Vienna, 21 July 2010—The new United Nations initiative for global maternal, newborn and child health is a promising step toward reinvigorating progress, but neglects to adequately address some important action points, according to World Vision, the world’s largest international humanitarian organisation focusing on the well-being of children.
Stopping parent-to-child transmission of HIV, providing universal access to antiretroviral drugs for all children and mothers who need them, and ensuring safe pregnancy and childbirth are all essential to improve overall health and survival, UN leaders and health experts emphasized this week at the International AIDS Conference in Vienna. World Vision also underscores the importance of strengthening family and community care, a cornerstone of successful public health interventions.
“This UN-led plan will help build on the progress made in reducing needless deaths of children and mothers so far, and we commend the leadership that has made this health catastrophe a priority,” Stefan Germann, director of global HIV and health partnerships for World Vision International, said today at a panel discussion in Vienna with officials from UNAIDS, UNICEF and other groups.
”However, some critical gaps remain – particularly when it comes to ensuring that life-saving interventions make it the last mile to the people who most need them,” said Germann.
The Joint Action Plan, first introduced in June, calls for all countries to revitalize efforts to meet Millennium Development Goals 4 and 5 by further reducing preventable deaths of mothers and children worldwide.
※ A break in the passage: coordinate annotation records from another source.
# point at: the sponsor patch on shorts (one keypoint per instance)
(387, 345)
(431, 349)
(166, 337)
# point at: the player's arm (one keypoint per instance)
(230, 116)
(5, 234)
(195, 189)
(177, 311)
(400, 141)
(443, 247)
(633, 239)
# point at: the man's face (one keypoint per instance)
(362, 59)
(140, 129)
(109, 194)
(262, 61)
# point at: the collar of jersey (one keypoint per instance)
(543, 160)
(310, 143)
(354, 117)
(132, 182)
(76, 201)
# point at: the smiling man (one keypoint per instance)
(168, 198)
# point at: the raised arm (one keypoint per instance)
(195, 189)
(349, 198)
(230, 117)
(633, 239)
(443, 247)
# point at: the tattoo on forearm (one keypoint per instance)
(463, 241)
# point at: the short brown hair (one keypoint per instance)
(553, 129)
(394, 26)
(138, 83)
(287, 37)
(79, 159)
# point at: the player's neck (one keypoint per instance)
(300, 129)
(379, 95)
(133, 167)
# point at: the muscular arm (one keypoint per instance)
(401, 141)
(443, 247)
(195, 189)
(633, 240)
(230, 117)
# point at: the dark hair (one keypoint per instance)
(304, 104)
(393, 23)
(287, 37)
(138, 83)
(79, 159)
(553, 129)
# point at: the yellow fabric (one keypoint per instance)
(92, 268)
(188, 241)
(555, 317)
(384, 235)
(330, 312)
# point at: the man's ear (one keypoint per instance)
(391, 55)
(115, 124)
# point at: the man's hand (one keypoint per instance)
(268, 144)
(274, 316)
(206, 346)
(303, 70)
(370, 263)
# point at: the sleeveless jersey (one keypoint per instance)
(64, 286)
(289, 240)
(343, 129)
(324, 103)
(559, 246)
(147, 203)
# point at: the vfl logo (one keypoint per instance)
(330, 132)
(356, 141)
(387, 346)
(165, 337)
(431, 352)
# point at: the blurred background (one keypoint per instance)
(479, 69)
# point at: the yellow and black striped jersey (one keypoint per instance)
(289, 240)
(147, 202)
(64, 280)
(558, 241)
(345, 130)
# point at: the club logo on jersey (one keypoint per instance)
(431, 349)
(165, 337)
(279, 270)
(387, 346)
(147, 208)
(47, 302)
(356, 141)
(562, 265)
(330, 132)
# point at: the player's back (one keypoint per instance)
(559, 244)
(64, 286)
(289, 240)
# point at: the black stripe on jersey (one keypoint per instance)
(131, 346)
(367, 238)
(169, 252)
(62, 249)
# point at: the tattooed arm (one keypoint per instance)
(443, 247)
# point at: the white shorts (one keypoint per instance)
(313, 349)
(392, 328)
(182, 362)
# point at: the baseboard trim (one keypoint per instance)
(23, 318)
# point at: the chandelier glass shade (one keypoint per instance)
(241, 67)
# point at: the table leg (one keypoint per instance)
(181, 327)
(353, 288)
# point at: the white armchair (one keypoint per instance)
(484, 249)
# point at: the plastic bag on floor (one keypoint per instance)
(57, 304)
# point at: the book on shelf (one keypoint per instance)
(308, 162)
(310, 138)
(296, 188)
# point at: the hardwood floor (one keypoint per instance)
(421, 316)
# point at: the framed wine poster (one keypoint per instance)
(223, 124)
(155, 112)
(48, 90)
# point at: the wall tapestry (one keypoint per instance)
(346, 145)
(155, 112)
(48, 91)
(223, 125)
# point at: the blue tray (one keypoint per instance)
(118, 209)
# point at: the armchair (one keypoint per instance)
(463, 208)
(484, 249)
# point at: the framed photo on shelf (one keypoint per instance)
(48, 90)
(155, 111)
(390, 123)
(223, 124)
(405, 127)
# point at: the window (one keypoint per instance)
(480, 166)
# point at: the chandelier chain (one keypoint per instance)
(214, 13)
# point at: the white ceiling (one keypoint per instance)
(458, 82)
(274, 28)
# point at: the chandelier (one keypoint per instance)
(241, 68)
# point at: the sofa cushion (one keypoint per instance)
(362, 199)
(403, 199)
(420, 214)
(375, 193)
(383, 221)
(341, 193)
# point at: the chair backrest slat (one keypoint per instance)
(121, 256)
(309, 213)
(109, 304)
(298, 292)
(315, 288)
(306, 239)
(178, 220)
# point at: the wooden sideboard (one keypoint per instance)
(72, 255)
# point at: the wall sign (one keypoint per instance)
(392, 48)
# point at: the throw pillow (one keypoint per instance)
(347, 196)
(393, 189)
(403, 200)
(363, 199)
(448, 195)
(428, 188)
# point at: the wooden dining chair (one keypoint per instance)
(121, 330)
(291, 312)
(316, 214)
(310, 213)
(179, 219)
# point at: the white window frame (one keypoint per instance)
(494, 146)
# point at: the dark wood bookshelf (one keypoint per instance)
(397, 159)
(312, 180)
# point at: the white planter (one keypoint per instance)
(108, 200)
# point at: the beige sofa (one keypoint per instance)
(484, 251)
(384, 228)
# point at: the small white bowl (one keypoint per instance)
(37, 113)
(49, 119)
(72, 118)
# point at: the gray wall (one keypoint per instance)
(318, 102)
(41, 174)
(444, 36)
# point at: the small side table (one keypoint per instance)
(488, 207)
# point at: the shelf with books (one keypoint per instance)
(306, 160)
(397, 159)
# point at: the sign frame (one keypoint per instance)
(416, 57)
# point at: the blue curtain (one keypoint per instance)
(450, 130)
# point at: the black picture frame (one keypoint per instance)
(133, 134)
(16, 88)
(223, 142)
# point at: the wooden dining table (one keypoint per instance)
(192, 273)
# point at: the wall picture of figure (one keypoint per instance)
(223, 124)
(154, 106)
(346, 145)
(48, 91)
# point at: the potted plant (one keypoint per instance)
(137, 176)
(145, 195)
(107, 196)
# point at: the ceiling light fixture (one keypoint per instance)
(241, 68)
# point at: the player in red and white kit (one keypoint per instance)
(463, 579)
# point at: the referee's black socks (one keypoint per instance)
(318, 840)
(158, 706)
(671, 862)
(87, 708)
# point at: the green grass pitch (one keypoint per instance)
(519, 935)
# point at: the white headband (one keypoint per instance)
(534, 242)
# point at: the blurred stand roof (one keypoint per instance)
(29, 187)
Millennium Development Goal 6, which includes reducing HIV and AIDS, calls for universal treatment access and a stop to new infections of children.
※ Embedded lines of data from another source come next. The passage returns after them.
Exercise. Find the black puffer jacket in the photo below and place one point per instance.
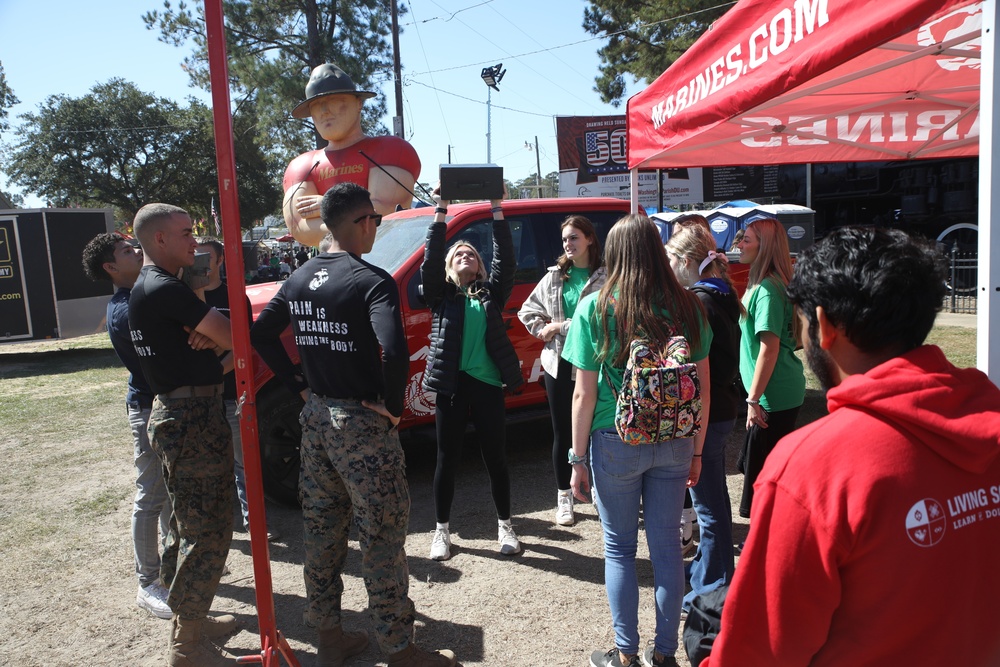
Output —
(445, 299)
(723, 309)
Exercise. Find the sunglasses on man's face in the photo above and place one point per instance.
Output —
(376, 216)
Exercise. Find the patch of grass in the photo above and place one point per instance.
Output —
(105, 502)
(958, 344)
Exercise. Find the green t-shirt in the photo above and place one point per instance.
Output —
(573, 285)
(768, 309)
(583, 344)
(476, 361)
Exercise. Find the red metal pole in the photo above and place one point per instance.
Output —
(272, 642)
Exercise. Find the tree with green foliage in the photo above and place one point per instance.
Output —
(644, 38)
(272, 47)
(118, 146)
(7, 100)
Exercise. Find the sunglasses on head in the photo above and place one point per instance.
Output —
(377, 217)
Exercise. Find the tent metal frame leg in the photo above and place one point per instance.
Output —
(273, 643)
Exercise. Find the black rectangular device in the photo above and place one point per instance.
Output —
(471, 181)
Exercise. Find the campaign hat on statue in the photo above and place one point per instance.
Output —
(328, 80)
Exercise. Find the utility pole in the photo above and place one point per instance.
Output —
(397, 121)
(489, 146)
(538, 169)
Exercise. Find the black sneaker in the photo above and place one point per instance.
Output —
(612, 658)
(649, 659)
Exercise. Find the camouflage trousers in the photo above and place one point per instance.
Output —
(192, 438)
(352, 464)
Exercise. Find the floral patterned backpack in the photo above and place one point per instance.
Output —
(661, 396)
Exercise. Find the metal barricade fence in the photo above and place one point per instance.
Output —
(963, 273)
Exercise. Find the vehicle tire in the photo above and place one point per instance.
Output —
(964, 238)
(280, 436)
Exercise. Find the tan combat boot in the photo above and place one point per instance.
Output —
(414, 656)
(188, 648)
(334, 646)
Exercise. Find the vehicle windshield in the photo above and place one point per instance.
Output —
(397, 239)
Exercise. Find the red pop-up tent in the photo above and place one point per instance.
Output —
(797, 81)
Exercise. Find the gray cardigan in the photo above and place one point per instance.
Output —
(544, 305)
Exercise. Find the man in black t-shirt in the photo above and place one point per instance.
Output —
(115, 258)
(348, 328)
(216, 294)
(178, 338)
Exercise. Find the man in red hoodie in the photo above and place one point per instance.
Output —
(875, 530)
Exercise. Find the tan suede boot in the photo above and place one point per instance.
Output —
(214, 627)
(189, 649)
(414, 656)
(334, 646)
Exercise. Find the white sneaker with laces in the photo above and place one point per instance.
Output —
(153, 598)
(509, 544)
(564, 508)
(441, 545)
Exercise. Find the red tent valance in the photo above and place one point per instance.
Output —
(794, 81)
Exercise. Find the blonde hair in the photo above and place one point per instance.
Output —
(449, 272)
(694, 242)
(773, 257)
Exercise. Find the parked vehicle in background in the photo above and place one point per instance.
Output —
(399, 249)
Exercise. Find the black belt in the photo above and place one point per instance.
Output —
(194, 391)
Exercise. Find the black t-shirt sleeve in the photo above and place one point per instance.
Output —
(265, 336)
(387, 323)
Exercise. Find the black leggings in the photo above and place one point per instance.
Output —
(559, 389)
(486, 405)
(758, 444)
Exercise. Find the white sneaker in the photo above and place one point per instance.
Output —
(688, 518)
(509, 545)
(441, 545)
(564, 509)
(153, 598)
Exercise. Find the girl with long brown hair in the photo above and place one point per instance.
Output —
(547, 313)
(641, 299)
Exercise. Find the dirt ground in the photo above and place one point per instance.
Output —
(67, 586)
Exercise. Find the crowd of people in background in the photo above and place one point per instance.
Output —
(860, 303)
(276, 265)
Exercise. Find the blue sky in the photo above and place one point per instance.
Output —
(65, 47)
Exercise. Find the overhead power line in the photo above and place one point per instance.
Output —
(469, 99)
(582, 41)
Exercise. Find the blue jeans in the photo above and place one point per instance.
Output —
(151, 507)
(653, 476)
(713, 565)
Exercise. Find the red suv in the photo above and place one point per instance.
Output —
(399, 249)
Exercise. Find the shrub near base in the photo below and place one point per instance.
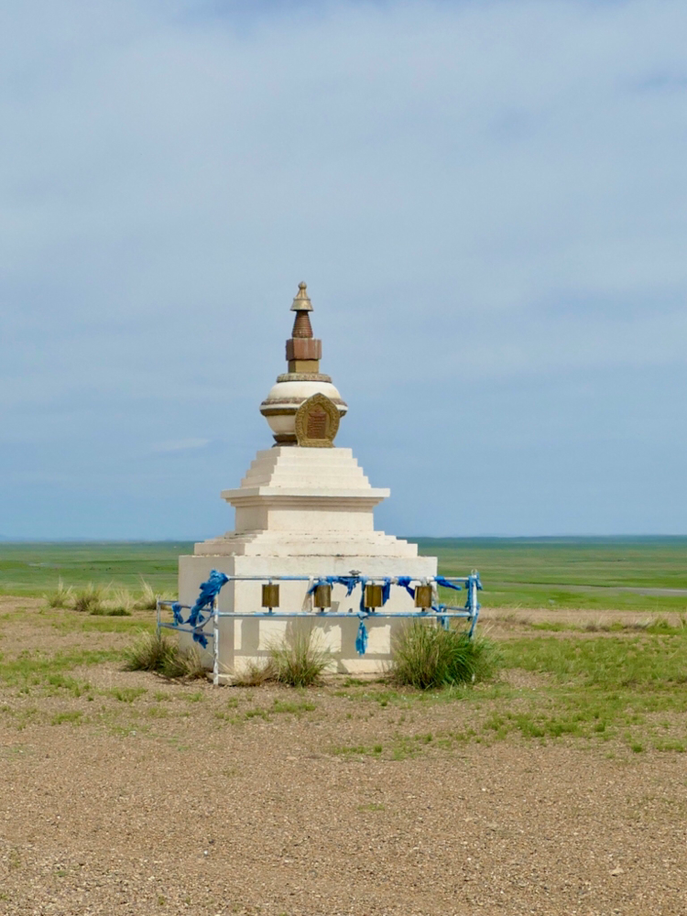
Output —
(426, 656)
“To succeed in achieving these goals, health care options must be brought closer to households, and barriers to using these services must be reduced,” said Germann. “Even the poorest countries can deliver on their pledges if supported with the right kind of technical expertise and appropriate levels of funding, as we’ve seen in several examples.”
Wealthy countries must be held accountable to deliver on aid pledges they have already made and urged to ensure an additional US $42.5 billion in health investment by 2015. G8 and G20 leaders at last month’s summits in Canada fell far short of this. Any global plan should also press mid- to low-income country governments to move toward dedicating 15 percent of their national budgets to health, as African countries pledged in the Abuja declaration, and include maternal and child health in their national poverty reduction strategies.
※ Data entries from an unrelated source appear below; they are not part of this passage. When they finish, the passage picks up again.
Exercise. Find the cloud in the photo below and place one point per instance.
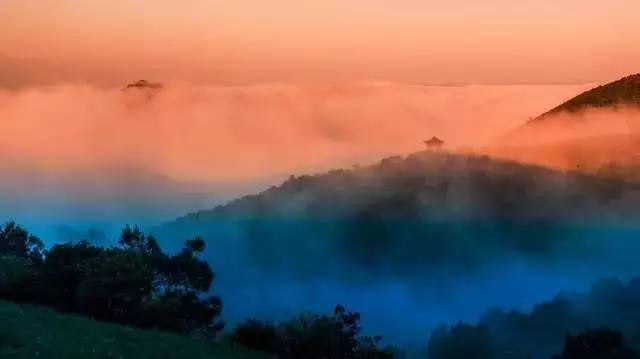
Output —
(210, 133)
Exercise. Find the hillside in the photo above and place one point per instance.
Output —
(597, 127)
(30, 332)
(625, 91)
(418, 212)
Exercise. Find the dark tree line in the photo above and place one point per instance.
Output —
(312, 337)
(133, 283)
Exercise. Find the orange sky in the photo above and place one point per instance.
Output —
(246, 42)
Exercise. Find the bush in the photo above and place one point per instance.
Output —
(461, 341)
(596, 344)
(311, 336)
(134, 283)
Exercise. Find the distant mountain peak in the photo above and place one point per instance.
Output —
(143, 84)
(625, 91)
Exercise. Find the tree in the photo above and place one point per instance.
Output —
(312, 336)
(600, 343)
(16, 241)
(461, 341)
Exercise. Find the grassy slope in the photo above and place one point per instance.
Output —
(39, 332)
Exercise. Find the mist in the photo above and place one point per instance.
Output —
(78, 158)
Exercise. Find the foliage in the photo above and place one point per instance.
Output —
(312, 336)
(134, 283)
(461, 341)
(596, 344)
(29, 332)
(16, 241)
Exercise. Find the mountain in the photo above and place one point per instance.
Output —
(410, 213)
(625, 91)
(591, 130)
(31, 332)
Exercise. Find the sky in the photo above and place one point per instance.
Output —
(241, 42)
(255, 91)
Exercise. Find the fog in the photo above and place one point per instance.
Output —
(77, 157)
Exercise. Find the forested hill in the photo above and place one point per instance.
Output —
(625, 91)
(420, 210)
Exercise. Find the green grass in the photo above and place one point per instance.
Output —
(38, 332)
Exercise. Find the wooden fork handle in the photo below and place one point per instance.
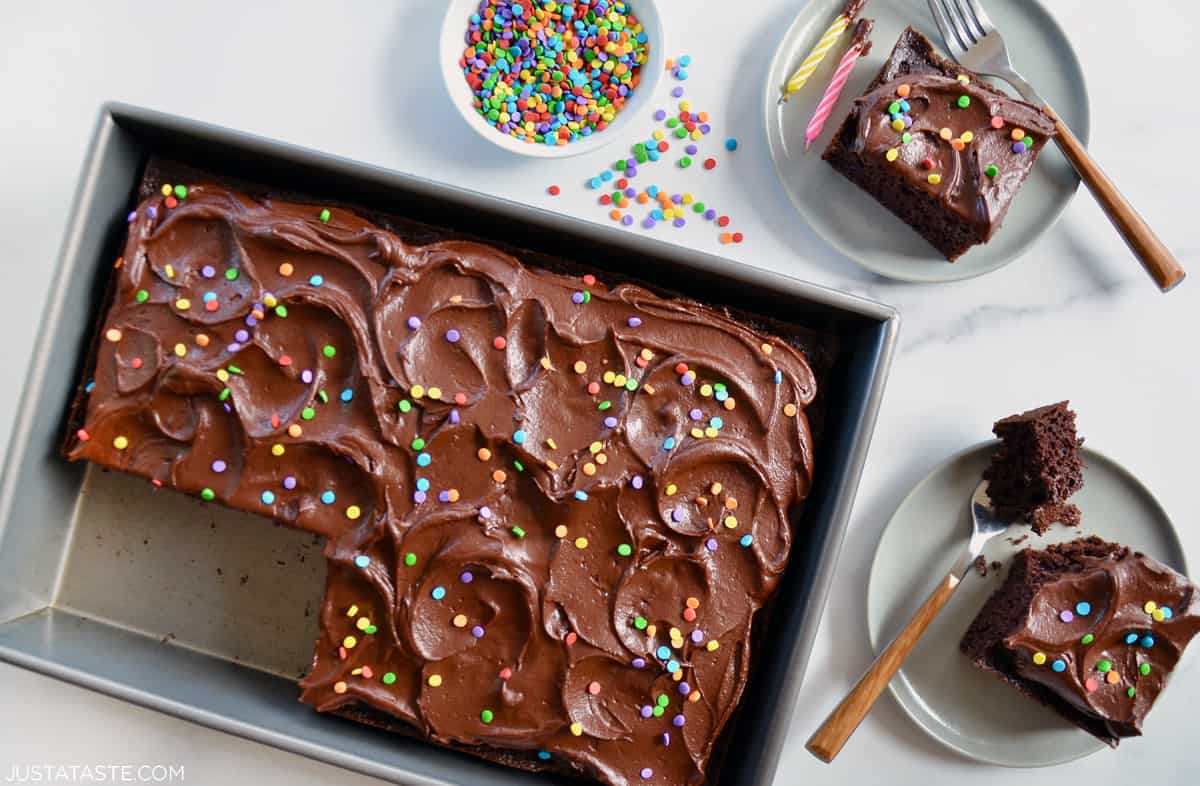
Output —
(841, 723)
(1155, 257)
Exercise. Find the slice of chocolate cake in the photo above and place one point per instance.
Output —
(1037, 467)
(1090, 629)
(937, 147)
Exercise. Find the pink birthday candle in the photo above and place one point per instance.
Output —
(858, 47)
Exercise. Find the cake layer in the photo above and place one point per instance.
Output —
(1089, 628)
(553, 508)
(939, 147)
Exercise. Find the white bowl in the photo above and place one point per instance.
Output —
(454, 29)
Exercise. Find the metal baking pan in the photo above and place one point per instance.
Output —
(209, 613)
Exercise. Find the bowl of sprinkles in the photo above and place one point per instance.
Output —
(550, 78)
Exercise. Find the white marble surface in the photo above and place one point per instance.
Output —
(1075, 317)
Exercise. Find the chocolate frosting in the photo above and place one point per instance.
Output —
(552, 507)
(964, 185)
(1139, 616)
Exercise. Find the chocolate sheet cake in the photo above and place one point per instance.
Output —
(553, 508)
(1037, 467)
(939, 147)
(1090, 629)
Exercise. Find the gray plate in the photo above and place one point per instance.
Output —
(959, 706)
(855, 223)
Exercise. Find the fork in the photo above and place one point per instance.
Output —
(976, 43)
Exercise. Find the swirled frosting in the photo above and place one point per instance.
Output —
(1104, 639)
(552, 507)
World Vision’s own Child Health Now campaign, launched in November 2009, has recommitted the organisation to aligning its health work to prioritise maternal and child health, with US $1.5 billion over the next 5 years to help priority countries improve their health systems reaching the community and household level. World Vision responds to HIV and AIDS-related needs in nearly 60 countries.
“Children still lag far behind adults in access to HIV prevention and treatment, while many mothers face pregnancy and childbearing without access to ways to protect their babies from HIV, and we must close those gaps,” said Germann.
“We have good technologies, good treatments,” said Germann. “Getting those within a mile of people is easy, but to cover the ‘last mile’ is the hardest part. That is why we need to focus on strengthening community systems–local faith groups, churches and community health groups–anyone who is able to make sure that health care options reach those in need.”